The Problem
Your customer-support agent is "tested" by manually running a few queries and eyeballing the output. There are no metrics, no expected outputs, and no way to detect regressions when you change the prompt or model. Your job is to build an automated evaluation harness that runs a suite of at least 10 test cases, scores each on accuracy, latency, and cost, and produces a summary report—making agent quality measurable and repeatable.
Examples
Example 1
Test case: Input: "What is your return policy?" — Expected: mentions 30-day window and free returns
Current (bad) output: The developer manually reads the response and decides "looks good" — no score, no record, not reproducible.
Expected (good) output:
Test 1: "What is your return policy?"
Accuracy: 0.9 (mentions 30-day window ✓, mentions free returns ✓, misses restocking fee)
Latency: 1.23s
Cost: $0.0004
Status: PASS
Example 2
Test suite summary:
Current (bad) output: No summary exists.

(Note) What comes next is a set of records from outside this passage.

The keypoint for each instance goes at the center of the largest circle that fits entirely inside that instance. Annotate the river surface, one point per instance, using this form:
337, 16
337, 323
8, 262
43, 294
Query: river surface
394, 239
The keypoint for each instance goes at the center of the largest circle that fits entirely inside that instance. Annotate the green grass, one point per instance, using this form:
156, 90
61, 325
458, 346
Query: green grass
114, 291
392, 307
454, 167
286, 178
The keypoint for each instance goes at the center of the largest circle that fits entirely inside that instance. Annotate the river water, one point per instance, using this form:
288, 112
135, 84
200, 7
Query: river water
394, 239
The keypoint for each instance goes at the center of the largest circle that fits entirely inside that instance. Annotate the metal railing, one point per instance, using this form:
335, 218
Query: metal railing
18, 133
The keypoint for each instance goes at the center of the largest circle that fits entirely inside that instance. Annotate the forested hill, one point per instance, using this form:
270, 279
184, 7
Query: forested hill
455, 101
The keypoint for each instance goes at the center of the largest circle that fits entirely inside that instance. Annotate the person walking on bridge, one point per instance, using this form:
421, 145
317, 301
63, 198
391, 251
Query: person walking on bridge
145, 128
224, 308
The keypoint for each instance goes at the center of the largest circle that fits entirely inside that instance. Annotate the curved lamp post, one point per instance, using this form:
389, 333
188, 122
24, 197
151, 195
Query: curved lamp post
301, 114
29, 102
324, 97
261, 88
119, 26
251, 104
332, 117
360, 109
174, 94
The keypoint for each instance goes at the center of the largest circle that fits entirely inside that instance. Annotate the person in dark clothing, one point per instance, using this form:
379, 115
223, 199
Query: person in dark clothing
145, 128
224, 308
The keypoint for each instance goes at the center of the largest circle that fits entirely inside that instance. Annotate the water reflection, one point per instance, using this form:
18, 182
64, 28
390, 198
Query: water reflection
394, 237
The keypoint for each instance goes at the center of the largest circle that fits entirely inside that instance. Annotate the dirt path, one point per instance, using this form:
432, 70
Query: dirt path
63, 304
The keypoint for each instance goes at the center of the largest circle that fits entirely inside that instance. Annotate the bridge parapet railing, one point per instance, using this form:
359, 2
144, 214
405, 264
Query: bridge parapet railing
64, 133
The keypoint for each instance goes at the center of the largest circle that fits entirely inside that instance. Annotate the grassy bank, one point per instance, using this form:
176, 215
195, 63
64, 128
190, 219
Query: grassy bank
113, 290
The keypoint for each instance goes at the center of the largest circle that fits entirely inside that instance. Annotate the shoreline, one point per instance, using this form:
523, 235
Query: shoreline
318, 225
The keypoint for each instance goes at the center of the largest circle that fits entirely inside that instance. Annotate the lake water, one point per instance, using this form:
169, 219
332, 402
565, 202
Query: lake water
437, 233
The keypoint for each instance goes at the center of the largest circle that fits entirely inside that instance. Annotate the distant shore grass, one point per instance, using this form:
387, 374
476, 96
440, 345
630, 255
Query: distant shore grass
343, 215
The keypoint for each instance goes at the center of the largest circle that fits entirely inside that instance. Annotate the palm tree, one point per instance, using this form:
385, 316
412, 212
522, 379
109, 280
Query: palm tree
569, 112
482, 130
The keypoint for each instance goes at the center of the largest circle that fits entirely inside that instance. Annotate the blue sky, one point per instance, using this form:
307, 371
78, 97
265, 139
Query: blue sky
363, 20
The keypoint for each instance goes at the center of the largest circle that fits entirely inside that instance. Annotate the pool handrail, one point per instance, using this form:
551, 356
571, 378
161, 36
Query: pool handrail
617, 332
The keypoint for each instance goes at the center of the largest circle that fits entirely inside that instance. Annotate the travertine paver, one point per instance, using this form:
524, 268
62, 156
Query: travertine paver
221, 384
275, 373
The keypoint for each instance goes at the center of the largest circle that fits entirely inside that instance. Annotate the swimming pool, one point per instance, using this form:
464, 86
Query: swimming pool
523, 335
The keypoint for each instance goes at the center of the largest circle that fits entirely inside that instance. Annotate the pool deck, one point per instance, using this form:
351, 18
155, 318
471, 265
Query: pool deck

The developer has a vague sense that "it usually works."
Expected (good) output:
=== Evaluation Report ===
Total test cases: 10
Passed: 8 (80%)
Failed: 2 (20%)
Avg accuracy: 0.85
Avg latency: 1.15s
Total cost: $0.0042
Failed tests: #4 (shipping question), #9 (edge case: empty input)
Your Task
Build an evaluation harness so that:
- At least 10 test cases are defined with inputs and expected outputs.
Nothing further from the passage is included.